Me sentía mejor. Comía, dormía a ratos, no me dolía todo el cuerpo… Pero seguía queriendo estar con mis papás. Solo venían un rato y se iban.
Estuve un par de noches en esa zona, y un día, por la mañana, mi mamá vino a verme, como lo hacía todos los días. En ése día me di cuenta de que su alegría era incluso mayor que en los anteriores. ¿Qué va a pasar hoy? Pensé. No me importaba, yo solamente necesitaba estar con ella. Lo demás se me olvidaba ya.
Esa mañana ocurrió algo insospechado. Mi mamá me tomó en brazos y me llevó a otra habitación. Casi ni me di cuenta de lo corto que fue el traslado, y eso que había bastante barullo. Fue repentino y sorprendente, pero estaba con mi mamá, ella me llevaba, y lo hacía con ilusión y ganas. Alguien vino con nosotros, trajo mi cuna y la colocó allí en la nueva ubicación. Habló con mi mamá unos minutos. Después se fue y nos quedamos mi mamá y yo solos, por fin. ¿Dónde estamos ahora? Pensé. ¿Qué ha pasado? No se oía nada. No había luces y sombras, no escuchaba voces aquí y allá. Qué quietud, qué tranquilidad, qué paz. Mi mamá y yo. Solos. En silencio. Increíble.
Ya no eran mis papás los que se volvían a marchar. Ahora eran las siluetas las que lo hacían. Antes pasaba el día rodeado de un descontrol de gente, de un revuelo extraño que cargaba el ambiente y hacía que estuviese nervioso y desorientado. En esta nueva habitación, pasé el día sin que nadie me molestara. Sólo bajo la vigilancia y compañía de mi mamá, a la que por fin le pude volver a ver la cara. Pasé el día envuelto por el aura del silencio, por el abrazo de la tranquilidad.
Nos habíamos quedado solos, como en el día en que nací. Sin pitidos, sin resplandores, sin dolor, sin retorcimientos, sin voces, sin sacudidas, sin volteos, sin pinchazos. Empecé a estar solo con mi mamá, a pasar todo el día con ella, a tomar pecho cuando yo lo solicitaba, a bailar sobre sus brazos, a escuchar su voz y nada más, a sentirla sin preocupaciones, a oír sus canciones y a no pensar en nada ni llorar por estar solo.
Solamente lloré cuando me dolió la barriguita. Me daban dolores todos los días al final del día, pero con un masaje y unos mimos de mi mamá se me pasaban.
Lo mejor estaba por llegar. Al anochecer, como de costumbre, tomé un biberón con la leche de mi mamá y también el líquido dulce que hacía hormigueos en la boca. ¿Te vas a ir, mamá? ¿Qué vas a hacer hoy? ¿Me dejarás aquí solo o te vas a quedar a dormir conmigo? Tengo sueño y estoy muy a gustito contigo, no te vayas por favor.
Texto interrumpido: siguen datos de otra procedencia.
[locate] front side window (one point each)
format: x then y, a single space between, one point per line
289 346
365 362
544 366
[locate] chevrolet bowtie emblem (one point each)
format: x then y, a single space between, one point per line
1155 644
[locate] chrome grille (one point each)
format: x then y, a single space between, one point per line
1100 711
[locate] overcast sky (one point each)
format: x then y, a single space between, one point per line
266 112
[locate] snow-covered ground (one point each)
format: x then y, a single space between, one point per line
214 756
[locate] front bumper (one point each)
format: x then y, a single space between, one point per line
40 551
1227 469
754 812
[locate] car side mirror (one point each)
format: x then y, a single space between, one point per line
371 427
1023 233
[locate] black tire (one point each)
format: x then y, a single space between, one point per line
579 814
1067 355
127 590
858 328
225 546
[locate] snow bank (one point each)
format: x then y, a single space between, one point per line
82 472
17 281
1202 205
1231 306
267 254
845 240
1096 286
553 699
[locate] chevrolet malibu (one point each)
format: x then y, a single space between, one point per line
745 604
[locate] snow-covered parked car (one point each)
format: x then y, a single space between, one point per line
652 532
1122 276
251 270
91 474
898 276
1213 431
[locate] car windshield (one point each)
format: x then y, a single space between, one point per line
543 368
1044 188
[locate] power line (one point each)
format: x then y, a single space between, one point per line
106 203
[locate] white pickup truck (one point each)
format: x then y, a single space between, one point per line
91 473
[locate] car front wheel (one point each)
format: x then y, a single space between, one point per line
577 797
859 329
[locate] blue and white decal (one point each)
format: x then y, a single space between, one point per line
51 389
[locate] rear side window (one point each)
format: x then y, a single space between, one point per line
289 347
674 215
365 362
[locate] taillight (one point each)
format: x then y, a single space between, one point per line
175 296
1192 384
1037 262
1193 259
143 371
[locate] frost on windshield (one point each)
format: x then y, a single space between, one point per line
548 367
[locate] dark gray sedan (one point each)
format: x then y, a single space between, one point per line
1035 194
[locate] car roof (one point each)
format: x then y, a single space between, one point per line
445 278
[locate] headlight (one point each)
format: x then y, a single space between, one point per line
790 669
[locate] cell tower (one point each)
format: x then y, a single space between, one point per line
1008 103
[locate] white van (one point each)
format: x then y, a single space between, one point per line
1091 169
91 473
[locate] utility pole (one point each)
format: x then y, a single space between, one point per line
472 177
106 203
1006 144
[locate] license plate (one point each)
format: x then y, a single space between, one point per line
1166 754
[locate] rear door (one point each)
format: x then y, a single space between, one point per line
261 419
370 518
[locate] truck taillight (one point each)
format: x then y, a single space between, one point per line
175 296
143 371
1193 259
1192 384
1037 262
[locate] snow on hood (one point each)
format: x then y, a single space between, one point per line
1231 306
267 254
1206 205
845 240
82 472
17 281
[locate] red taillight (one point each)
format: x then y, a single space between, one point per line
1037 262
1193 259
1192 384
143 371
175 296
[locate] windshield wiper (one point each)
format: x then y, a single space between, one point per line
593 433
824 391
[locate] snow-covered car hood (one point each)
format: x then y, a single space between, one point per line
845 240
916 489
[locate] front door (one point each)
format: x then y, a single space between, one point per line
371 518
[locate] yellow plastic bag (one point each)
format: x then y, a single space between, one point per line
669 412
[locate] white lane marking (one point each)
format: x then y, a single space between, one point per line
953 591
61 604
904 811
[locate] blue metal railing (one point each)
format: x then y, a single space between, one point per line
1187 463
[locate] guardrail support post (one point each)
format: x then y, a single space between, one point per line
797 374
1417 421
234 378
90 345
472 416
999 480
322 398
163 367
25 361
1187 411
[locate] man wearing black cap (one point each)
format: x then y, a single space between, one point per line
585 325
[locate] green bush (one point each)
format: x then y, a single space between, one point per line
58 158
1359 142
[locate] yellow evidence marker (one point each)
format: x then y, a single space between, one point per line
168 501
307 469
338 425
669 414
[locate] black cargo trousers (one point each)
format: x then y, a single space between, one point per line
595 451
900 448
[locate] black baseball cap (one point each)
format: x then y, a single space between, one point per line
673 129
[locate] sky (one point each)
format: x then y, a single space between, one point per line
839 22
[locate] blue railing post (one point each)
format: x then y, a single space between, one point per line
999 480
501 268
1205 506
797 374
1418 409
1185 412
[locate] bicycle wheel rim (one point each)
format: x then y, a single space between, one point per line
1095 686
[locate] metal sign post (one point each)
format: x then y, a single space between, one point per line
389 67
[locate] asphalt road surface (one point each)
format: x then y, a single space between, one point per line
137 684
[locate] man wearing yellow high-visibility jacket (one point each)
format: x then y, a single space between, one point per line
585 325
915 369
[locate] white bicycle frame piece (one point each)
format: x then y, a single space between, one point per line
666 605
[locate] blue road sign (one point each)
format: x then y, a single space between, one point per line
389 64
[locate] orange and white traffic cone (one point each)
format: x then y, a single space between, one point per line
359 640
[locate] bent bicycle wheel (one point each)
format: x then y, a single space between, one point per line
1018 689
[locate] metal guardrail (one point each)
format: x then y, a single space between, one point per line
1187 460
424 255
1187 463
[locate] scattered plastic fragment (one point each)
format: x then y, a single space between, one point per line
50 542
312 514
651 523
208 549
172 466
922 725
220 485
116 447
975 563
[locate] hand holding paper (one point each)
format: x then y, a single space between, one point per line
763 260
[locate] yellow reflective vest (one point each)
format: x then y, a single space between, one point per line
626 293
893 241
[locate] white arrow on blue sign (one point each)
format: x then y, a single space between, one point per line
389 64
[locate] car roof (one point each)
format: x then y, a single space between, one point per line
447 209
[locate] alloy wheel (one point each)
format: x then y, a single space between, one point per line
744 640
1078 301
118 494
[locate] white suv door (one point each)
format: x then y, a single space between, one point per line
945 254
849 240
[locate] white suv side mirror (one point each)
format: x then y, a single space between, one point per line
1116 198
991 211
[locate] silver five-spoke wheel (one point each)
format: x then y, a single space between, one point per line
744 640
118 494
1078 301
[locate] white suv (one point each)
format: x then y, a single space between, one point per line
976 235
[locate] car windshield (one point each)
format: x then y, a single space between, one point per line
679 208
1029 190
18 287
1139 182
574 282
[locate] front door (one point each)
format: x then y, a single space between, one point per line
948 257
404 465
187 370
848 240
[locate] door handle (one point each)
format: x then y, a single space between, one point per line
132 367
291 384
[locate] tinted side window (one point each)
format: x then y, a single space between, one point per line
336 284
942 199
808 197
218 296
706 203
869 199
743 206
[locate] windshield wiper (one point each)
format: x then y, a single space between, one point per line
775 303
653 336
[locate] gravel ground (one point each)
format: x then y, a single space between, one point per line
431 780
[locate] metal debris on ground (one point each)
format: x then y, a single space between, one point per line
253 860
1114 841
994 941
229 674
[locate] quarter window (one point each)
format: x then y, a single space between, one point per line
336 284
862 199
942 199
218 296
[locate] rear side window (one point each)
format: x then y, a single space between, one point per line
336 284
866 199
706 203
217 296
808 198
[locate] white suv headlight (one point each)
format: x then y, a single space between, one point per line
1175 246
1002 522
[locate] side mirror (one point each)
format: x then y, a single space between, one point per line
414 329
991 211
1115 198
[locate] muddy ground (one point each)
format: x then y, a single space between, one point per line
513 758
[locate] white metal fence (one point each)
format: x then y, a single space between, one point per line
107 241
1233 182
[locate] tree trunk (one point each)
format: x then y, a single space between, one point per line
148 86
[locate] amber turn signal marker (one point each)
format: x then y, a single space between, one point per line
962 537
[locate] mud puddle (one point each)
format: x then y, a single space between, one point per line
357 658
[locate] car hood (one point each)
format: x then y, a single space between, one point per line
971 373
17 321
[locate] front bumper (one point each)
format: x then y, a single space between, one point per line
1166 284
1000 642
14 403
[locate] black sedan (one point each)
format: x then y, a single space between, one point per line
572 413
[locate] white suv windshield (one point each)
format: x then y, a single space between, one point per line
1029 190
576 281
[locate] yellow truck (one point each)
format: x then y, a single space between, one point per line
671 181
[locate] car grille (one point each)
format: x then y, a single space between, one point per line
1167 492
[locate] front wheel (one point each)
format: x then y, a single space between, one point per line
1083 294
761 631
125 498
Me dejó en la cuna. Movió un mueble que había allí al lado. Lo abrió y lo estiró. Me cogió en brazos y me volvió a echar allí en esa cosa alargada, y ella se tumbó conmigo.
Qué bien, estábamos juntos, echados, mi mamá sonreía, y me hablaba. Yo estaba tranquilo y feliz. Por primera vez desde que nací, dormí con mi mamá en la misma cama, como si ya hubiese terminado este episodio, como si estuviera en casa.
Ya no estaba solo. Y ya no volví a estarlo nunca más.